В Феодосии висели те же портреты, и генерал Шкуро лихо улыбался. Я увидел чистых, аккуратно выбритых англичан. Возле их походной кухни толпились голодные детишки: белые насильно эвакуировали железнодорожников (не помню, из Орла или Курска). Эвакуированные ютились в жалких хибарках в Карантинной слободке. Англичане глядели уныло на голодных, ободранных людей они были вне игры; их послали сюда, как могли послать в Найроби или в Карачи; они выполняли приказ.
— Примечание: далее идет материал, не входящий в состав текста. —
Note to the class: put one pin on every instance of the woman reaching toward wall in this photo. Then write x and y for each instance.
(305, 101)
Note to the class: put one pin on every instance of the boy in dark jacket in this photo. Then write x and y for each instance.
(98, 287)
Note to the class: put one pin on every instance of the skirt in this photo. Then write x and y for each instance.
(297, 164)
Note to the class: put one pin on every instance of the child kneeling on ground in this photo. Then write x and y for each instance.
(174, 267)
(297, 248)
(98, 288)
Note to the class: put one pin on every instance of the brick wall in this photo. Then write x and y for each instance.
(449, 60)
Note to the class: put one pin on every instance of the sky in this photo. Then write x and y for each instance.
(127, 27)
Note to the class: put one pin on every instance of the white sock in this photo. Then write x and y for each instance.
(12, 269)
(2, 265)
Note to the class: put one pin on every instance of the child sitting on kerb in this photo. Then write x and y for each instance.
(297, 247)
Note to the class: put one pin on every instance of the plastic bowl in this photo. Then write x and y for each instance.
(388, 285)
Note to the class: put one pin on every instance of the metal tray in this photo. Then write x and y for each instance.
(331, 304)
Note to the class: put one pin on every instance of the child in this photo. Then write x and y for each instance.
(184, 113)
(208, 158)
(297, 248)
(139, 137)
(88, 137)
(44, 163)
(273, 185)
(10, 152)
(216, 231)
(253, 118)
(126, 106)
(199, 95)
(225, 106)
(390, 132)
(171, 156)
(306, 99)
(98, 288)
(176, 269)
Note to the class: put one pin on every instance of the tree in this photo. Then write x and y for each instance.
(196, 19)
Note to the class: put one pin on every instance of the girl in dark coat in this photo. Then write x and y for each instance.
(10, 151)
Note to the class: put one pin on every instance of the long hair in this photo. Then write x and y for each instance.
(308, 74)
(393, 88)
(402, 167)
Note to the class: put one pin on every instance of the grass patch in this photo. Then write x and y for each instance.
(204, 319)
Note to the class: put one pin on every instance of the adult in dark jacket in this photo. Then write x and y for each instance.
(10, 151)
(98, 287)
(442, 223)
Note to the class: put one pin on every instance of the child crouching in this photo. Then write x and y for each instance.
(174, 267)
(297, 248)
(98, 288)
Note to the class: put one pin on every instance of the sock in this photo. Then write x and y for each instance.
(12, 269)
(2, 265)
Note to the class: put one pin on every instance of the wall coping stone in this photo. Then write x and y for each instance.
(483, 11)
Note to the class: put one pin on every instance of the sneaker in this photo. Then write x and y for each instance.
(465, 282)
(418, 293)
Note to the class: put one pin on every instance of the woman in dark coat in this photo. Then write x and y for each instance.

Конечно, они ничего не знали ни о нефтяных акциях, ни о распоротых животах, ни о судьбе детей, которые жадно нюхали воздух – пахло мясом…
Волошин меня ласково встретил; я сбивчиво рассказал о путевых приключениях. Глаза у Макса были, как всегда, приветливые и далекие. Он заговорил о судьбе России, о предсказаниях пророка Иезекииля. Пришла мать Волошина, Пра, и его оборвала: «Макс, хватит! Они голодные, им не до твоих историй…» Она принесла сковородку с картошкой.